29 января 1947 года, Ольга вдруг вспомнила: "Он написал мне в тюрьму: "Верен тебе до гроба в этой, и в той – в вечности"". Ведь это и к нему были обращены ее слова, выбитые на мемориальной стеле Пискаревского кладбища: "Никто не забыт и ничто не забыто".
Чем дальше, тем выше и недосягаемее для нее становился образ Николая Молчанова. Но что это меняло? Только усиливало ее отчаяние от развода с мужем и ощущение полного женского одиночества.
В 1962 году Макогоненко исполнилось шестьдесят лет.

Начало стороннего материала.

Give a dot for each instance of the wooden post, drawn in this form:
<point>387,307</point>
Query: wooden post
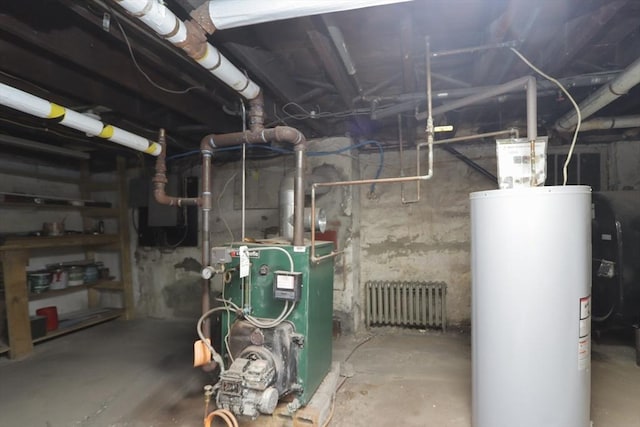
<point>14,265</point>
<point>125,241</point>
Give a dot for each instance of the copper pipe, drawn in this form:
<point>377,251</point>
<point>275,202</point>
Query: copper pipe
<point>206,238</point>
<point>160,179</point>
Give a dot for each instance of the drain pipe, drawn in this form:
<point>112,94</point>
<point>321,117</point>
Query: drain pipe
<point>191,38</point>
<point>602,97</point>
<point>160,180</point>
<point>225,14</point>
<point>39,107</point>
<point>262,136</point>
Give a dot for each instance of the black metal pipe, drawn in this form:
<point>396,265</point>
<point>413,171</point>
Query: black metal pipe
<point>467,161</point>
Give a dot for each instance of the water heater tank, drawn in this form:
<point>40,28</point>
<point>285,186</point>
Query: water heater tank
<point>531,307</point>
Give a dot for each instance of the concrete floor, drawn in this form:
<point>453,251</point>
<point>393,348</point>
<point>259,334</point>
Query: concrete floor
<point>139,374</point>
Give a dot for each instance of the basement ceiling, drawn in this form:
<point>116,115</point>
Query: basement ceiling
<point>93,57</point>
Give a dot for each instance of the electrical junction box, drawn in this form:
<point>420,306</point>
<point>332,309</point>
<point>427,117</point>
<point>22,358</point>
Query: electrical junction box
<point>286,285</point>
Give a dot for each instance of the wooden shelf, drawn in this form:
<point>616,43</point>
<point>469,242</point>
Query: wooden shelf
<point>77,321</point>
<point>40,242</point>
<point>57,292</point>
<point>92,211</point>
<point>108,285</point>
<point>102,186</point>
<point>15,253</point>
<point>90,318</point>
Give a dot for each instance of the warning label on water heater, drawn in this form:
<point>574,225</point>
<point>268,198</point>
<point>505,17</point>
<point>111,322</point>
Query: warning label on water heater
<point>584,334</point>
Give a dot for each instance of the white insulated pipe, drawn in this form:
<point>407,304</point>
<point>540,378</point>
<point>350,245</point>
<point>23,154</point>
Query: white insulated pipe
<point>36,106</point>
<point>227,14</point>
<point>604,123</point>
<point>602,97</point>
<point>166,24</point>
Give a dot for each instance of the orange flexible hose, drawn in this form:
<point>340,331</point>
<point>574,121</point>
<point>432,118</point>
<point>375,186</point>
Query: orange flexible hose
<point>226,415</point>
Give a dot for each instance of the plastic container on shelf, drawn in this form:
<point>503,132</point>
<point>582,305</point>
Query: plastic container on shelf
<point>39,281</point>
<point>51,313</point>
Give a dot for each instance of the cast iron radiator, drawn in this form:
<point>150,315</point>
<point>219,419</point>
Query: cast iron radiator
<point>408,304</point>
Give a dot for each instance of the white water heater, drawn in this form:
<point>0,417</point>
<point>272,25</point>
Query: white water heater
<point>531,307</point>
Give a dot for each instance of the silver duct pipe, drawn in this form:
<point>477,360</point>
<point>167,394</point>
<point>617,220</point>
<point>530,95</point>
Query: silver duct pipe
<point>287,207</point>
<point>602,97</point>
<point>604,123</point>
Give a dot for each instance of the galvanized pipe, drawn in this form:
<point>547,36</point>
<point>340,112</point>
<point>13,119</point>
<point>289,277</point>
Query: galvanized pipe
<point>527,82</point>
<point>190,37</point>
<point>602,97</point>
<point>604,123</point>
<point>513,131</point>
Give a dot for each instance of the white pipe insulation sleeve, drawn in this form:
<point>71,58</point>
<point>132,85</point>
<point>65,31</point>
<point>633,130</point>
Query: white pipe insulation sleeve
<point>158,17</point>
<point>237,13</point>
<point>31,104</point>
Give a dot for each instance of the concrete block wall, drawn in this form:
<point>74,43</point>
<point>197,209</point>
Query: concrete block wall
<point>428,240</point>
<point>382,238</point>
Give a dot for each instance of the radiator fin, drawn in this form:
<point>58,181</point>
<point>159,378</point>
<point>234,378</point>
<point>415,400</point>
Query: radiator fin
<point>409,304</point>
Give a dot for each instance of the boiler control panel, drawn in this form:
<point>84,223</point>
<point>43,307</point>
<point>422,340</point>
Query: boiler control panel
<point>286,285</point>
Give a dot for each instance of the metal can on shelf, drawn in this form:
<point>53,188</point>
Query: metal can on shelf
<point>76,275</point>
<point>90,274</point>
<point>59,278</point>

Ольга поздравила его и в ответ получила открытку: "Спасибо тебе, родная, за добрые слова… Вчерашний звонок и твой привет – был самым дорогим подарком в мой день…"
Когда она умерла, он подготовил к публикации воспоминания о ней и фрагменты ее блокадных писем. Входил в комиссию по ее литературному наследству. Пережил ее на одиннадцать лет и умер в 1986 году.
"О, не твои ли трубы рыдали!"
"Около 6 часов утра плавным потоком, без шума, колонны грузовиков начали занимать центр города, – писал корреспондент "Нью-Йорк Таймс" о дне похорон Сталина. – Они тихо шли вниз по улице Горького, они бесшумно спускались с холма Лубянки. В каждом из этих грузовиков молча сидели на скамьях 22 солдата специальных батальонов МВД. К 9 часам утра тысячи солдат были сосредоточены в центре города, опоясанном линиями грузовиков… Не только тысячи солдат МВД были расставлены вдоль и поперек всех этих улиц, но и десятки тысяч грузовиков были пригнаны в Москву, поставлены сплошными линиями вплотную, образуя непроницаемые баррикады. Во всех ключевых пунктах эти баррикады из грузовиков с войсками были укреплены танками, стоявшими в три ряда. В этом железном ошейнике Москва оставалась с 10 или 11 часов утра 6 марта до 4 часов дня 9 марта".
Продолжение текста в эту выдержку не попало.